Van Hout’s (The Child Cruncher) catalogue of emotions is dead simple: an emotion word (“shy,” “surprised,” “proud”) appears on one page, and a drawing of a fish expressing that emotion is shown on the other. But what fish! Scrawled like children’s doodles or cartoons in sizzling lines of scarlet, orange, aqua, and fuchsia, each one swims alone in an ink-black sea, reacting to experiences readers can only guess at. The emotion words, one per spread, are handwritten with childlike care over pages scribbled with color, and are just as suggestive of each emotion as the fish are. “Curious,” a canary-colored fish, glides goggle-eyed toward something off-page. On the opposing page, the letters that spell “curious” are all different colors, like a cheerful ransom note. The “Nervous” fish is long, thin, and miserable-looking, outlined in pale, tremulous lines. “Bored” is a flounder, almost cross-eyed with ennui. There’s no particular story arc, or even a story to be found within each drawing—it’s a delightful amuse-bouche of a book, and an aquatic introduction to everyday emotions. Ages 2–up. (Apr.)
From the Publisher
New York Times Book Review
Mies van Hout’s “Happy” is a tour de force of underwater awesomeness and emotion, showcasing what an artist can do with a few pastels, black paper and something fundamental to express. I want to hug it and buy a copy for every shorty on my list...On the last page, a gloriously plump whalelike creature surges upward, ending the book with a surprising sense of closure: “delighted.” No reader could feel otherwise.
"A delightful amuse-bouche of a book." --Publishers Weekly (starred review)

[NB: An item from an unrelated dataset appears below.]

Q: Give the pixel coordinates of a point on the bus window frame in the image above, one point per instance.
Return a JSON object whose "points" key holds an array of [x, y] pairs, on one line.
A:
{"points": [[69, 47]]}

Children's Literature - Sharon Salluzzo
A single word, a dominant color, and an illustration of a fish combine to form more than the sum of the parts in this picture book about feelings. What appears to be a simple presentation for each word, such as "curious," "afraid," "glad," and "bored," to name just a few, actually offers many perspectives and opens up many potential uses for this book. Discussions relating to the feelings named can center on the illustration of the fish, why a particular color was selected for the word, and why the particular style of print was employed. Teachers and parents can use this material to begin discussions about what makes a child feel a particular way. The text is also a vocabulary builder for young children. It can help children learn to read facial expressions by having them mimic each one. The fish look as if they have been drawn in a childlike manner with chalk on a blackboard creating immediacy with the reader, and eliminating any intimidation. The cover is an invitation to smile and open the book. Reviewer: Sharon Salluzzo
School Library Journal
PreS-Gr 2—Van Hout uses fish with varying facial expressions and postures to depict 20 different emotions. The fish themselves are drawn in colorful pastels and set against black backgrounds, while the word for the feeling portrayed is on a bright, textured background hue, e.g. "furious," shows an angry fish with the word on a bright red background. This attractive book could be used one-on-one or in a small group to discuss what causes one to feel a particular way and to introduce the vocabulary of emotions.—Grace Oliff, Ann Blanche Smith School, Hillsdale, NJ
Beautiful, vibrant fish--although not ones found in nature--illustrate emotions in this art piece for children and for adults translated from the Dutch. Each double-page spread is constructed with an image of a fish on one side, in what looks like a chalk drawing on a blackboard. Opposite is a single hand-lettered word, also drawn in chalk or crown, on a jewel-toned, textured sheet. "Brave" is a very small pale fish with a tentative smile, isolated in the lower corner of the black page, opposite a cherry-red page with the word brave in lower-case white letters. "Sad" is small, smeared letters on a blue page like streaks of rain or tears. The large blue fish opposite has little definition; eyes and mouth are almost invisible in its misery. The "content" green fish aligns itself in the precise middle of the page; one can almost see it wriggling in its satisfaction. The "shocked" square-ish fish is shocking pink and purple and prickly, with open mouth and round eyes. The line, color, and texture make each page a pleasure to return to, and each single word is fully expressed in its corresponding picture. Along with the azure-and–sky-blue ovoid fish at the end, readers will pronounce themselves, in yellow, white and green letters, "delighted." (Picture book. 4-10)
The New York Times Book Review
…a tour de force of underwater awesomeness and emotion, showcasing what an artist can do with a few pastels, black paper and something fundamental to express. I want to hug it and buy a copy for every shorty on my list.